Playing With Light by a Sea of Extremes

July 12, 1996|DAVID PAGEL | SPECIAL TO THE TIMES

Len Paschoal's meticulously rendered drawings and paintings depict piers, beaches and breakwaters familiar to anyone who has strolled along the seashore. The Milan-born, L.A.-based artist's first solo show at Koplin Gallery is promising not because each of his works on paper and canvas captures a fraction of the beach's daunting beauty, but because in them Paschoal skillfully plays blinding light against impenetrable shadow to form tight compositions.

More than half of his rigidly structured pictures portray the shady undersides of wooden piers. Vertical pilings and angled supports repeat with uninterrupted regularity until they disappear in darkness or dissolve in the setting sun's glare.

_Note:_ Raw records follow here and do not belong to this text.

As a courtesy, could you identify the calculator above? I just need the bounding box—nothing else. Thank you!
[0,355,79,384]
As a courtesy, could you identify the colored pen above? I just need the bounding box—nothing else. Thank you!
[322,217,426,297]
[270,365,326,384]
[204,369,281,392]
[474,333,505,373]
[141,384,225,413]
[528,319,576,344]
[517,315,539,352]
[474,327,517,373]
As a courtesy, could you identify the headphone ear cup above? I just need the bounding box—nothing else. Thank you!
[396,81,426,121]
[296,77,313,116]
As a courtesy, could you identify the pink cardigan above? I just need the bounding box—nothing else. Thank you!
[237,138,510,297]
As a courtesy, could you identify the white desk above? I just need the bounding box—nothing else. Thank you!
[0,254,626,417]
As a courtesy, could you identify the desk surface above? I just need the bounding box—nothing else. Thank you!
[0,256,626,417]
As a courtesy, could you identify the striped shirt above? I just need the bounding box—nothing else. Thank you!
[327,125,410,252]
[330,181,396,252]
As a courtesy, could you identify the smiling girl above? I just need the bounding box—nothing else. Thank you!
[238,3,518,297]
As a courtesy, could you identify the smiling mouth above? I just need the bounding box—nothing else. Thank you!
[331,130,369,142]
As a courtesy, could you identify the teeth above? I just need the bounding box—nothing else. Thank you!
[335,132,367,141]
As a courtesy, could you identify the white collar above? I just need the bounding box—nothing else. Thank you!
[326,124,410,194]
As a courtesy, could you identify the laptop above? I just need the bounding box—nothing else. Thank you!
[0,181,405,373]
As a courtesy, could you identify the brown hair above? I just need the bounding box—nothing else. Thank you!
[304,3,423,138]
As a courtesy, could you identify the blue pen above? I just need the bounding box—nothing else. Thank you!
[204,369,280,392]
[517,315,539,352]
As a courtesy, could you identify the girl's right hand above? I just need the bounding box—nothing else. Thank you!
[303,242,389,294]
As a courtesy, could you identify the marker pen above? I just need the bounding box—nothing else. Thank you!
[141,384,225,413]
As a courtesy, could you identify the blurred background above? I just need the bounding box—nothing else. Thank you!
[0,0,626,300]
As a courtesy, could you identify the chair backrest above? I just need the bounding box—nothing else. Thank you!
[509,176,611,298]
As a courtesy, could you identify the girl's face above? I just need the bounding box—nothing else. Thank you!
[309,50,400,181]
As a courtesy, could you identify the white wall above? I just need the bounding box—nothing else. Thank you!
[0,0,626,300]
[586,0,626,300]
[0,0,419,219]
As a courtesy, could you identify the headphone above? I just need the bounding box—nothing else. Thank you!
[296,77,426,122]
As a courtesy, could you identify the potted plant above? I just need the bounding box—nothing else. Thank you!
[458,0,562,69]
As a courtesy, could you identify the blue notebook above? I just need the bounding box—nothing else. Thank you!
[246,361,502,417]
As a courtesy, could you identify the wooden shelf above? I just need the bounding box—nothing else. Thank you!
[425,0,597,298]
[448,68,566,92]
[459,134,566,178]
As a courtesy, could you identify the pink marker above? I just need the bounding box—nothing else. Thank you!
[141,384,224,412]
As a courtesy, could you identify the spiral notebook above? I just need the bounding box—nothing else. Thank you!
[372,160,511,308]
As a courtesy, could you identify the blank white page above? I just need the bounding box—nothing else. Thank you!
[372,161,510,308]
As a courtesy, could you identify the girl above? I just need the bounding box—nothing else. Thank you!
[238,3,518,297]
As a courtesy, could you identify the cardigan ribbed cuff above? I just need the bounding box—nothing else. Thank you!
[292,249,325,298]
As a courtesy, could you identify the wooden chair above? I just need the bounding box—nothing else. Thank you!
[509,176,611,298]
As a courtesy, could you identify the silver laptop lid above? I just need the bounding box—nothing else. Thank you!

Paschoal often positions himself (and the viewer) just underneath or just alongside the edge of a pier, where a mixture of sunlight and shade allows you to see the world in its detailed fullness. Even these precisely observed and painstakingly articulated images juxtapose extremes, pitting an excess of light against its unfathomable absence. In either case, your capacity to see is defeated as Paschoal's art takes on an unsettling edginess.

The best painting is the simplest. Consisting only of a pier's railing, an expanse of ocean and a slice of sky, "Motion I" brings the brightest and darkest parts of the picture right next to each other. This jarring juxtaposition amplifies the dissonance that gives Paschoal's otherwise conventional seascapes their verve.